Sample Review

Tech Mahindra / MEI Impact Assessment Report

Impact Assessment Report on CSR contributions made by Tech Mahindra Limited to Mahindra Educational Institutions for FY 2023-24. Prepared by CA J.S.S. Sivarama Prasad.

SectorEducation / Higher Education
Scale₹66.19 Crore CSR contribution
PeriodFY 2023-24
TypeThird-party assessment
5.4
Weighted Composite Score / 10
Basic to Moderate Alignment
Not Accredited — Strengthening Required
Principle-wise Scores
P1 · Purpose & ToC
5.5
P2 · Context
6.5
P3 · Methodology
6.0
P4 · Materiality
4.5
P5 · Evidence
5.5
P6 · Causality
4.5
P7 · Ethics
4.0
P8 · Learning
5.0
P9 · Transparency
6.5

Cross-Cutting Observation

The report demonstrates strong input and output reporting — particularly the ₹66.19 Cr infrastructure deployment, which is clearly detailed. However, outcome reporting is largely narrative and institutional, and impact claims are broad and not causally substantiated. There is no measurable linkage to long-term social outcomes such as employability, income mobility, or systemic change. This pattern of detailed financial reporting alongside weak impact logic is common across CSR assessment reports.

Detailed findings

Principle 1: Purpose & Theory of Change Clarity
5.5 / 10
Strengths
Clear articulation of CSR vision ("Empowerment through Education"). Well-defined assessment objectives covering impact capture, fund utilisation, and goal alignment. Scope and intent are well structured.
Gaps
No Theory of Change documented. No assumptions or external factors identified. No explanation of how infrastructure investments lead to measurable educational or social impact.
Finding: Clear purpose, but missing causal architecture.
Principle 5: Credible Evidence & Data Integrity
5.5 / 10
Strengths
Significant quantitative data on financial allocations, infrastructure outputs, and student placement. Multiple data sources used across interviews and documents.
Gaps
Explicit disclaimer that data was not independently verified.

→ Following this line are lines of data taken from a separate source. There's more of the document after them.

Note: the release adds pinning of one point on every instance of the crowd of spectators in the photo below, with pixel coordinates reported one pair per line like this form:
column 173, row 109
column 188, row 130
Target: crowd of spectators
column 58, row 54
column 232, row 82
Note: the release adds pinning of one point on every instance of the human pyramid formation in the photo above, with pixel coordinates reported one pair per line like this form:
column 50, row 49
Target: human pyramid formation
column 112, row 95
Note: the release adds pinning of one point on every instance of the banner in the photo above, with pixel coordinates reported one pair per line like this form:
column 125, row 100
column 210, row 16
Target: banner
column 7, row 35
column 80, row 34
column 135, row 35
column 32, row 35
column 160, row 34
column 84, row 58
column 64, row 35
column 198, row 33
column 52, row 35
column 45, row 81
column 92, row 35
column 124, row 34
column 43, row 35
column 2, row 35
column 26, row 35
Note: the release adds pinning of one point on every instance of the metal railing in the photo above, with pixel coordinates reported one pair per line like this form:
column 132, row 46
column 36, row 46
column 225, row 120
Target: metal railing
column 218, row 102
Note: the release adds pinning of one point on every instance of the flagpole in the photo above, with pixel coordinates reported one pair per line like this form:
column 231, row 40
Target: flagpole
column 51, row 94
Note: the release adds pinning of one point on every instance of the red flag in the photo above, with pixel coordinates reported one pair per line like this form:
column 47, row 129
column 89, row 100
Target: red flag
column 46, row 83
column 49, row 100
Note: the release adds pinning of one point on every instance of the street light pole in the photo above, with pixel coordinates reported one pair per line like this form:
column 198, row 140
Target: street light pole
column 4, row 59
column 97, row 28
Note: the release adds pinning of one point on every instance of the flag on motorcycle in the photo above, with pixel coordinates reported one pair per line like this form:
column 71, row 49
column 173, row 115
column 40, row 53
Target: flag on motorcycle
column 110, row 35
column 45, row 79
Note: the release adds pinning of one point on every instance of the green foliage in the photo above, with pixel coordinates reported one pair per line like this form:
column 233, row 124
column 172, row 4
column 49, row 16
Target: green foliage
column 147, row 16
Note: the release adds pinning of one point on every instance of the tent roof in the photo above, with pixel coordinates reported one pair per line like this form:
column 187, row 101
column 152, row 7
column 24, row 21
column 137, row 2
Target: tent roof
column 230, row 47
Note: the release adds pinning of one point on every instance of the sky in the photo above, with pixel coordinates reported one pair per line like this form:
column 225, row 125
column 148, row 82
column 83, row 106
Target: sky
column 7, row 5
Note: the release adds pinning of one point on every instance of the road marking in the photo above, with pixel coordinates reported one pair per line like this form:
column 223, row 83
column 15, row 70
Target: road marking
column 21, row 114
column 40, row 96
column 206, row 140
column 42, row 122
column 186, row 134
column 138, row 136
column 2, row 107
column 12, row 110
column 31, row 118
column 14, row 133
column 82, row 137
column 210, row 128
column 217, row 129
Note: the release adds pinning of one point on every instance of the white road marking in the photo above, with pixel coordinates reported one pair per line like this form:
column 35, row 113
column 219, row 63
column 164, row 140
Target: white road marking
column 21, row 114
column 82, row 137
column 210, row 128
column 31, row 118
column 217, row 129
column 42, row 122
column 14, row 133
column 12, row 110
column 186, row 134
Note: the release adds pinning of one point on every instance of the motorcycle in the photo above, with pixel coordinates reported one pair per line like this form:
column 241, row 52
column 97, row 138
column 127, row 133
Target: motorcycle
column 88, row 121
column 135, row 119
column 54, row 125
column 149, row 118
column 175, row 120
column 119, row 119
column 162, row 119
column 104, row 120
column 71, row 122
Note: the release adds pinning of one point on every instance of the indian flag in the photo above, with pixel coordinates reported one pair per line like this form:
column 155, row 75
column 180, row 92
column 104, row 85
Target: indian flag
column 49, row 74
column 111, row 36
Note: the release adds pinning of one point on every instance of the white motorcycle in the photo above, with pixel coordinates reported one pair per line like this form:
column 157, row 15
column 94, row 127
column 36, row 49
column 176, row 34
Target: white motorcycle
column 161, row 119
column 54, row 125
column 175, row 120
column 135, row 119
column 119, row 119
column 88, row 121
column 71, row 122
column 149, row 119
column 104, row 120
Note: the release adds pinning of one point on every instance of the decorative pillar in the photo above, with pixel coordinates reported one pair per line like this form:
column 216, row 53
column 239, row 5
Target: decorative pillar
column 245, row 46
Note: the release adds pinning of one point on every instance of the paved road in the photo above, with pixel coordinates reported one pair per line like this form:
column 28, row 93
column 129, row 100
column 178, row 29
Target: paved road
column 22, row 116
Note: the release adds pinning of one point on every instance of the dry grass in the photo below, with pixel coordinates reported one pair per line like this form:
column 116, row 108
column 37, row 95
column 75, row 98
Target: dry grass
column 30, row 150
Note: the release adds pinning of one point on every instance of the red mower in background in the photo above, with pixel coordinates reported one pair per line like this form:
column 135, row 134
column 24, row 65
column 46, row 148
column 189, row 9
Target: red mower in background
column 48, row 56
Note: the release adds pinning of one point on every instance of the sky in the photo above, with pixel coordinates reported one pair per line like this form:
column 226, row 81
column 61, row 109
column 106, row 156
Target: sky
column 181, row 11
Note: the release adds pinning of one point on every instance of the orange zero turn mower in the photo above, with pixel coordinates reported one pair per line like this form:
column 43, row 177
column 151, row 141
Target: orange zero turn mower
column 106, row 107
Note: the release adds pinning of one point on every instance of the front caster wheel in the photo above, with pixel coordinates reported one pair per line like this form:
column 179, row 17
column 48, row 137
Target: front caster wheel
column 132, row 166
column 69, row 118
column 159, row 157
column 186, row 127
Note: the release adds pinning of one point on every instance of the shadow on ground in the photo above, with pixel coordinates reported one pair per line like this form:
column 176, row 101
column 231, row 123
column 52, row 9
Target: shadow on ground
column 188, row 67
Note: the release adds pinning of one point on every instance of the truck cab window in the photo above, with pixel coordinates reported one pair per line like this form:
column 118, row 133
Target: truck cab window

No validation process, audit trail, indicator definitions, or data quality controls documented.
Finding: Adequate data presence, weak credibility systems.
Principle 6: Responsible Causality
4.5 / 10
Strengths
Some differentiation between tangible outputs (infrastructure) and intangible outcomes (education, brand awareness).
Gaps
No attribution or contribution analysis. No baseline comparison. No counterfactual reasoning. Causal pathway from infrastructure spending to educational or social impact is assumed, never demonstrated.
Finding: Descriptive causality, not analytically established.
Principle 7: Ethical Integrity & Safeguarding
4.0 / 10
Strengths
Formal disclaimer and confidentiality note present. Respectful tone throughout reporting.
Gaps
No consent processes, data privacy safeguards, ethical approval, or conflict of interest disclosure documented. Ethical considerations remain entirely implicit.
Finding: Ethical considerations implicit, not structured.
Key Takeaways
What this review illustrates

This report is better structured and more detailed than many CSR impact assessments. Its key strengths — clear method disclosure, rich institutional narrative, and significant financial data — place it above the baseline. Yet it scores 5.4 out of 10 because the elements that distinguish genuine impact assessment from activity reporting are absent: a theory of change, counterfactual reasoning, structured ethics, and reflexive learning.

The pattern is instructive and common. Strong input/output reporting coexists with weak causal logic and ethical infrastructure. The IAAF Standard is designed to surface exactly this gap — not to penalise organisations, but to provide a clear pathway for strengthening assessment quality.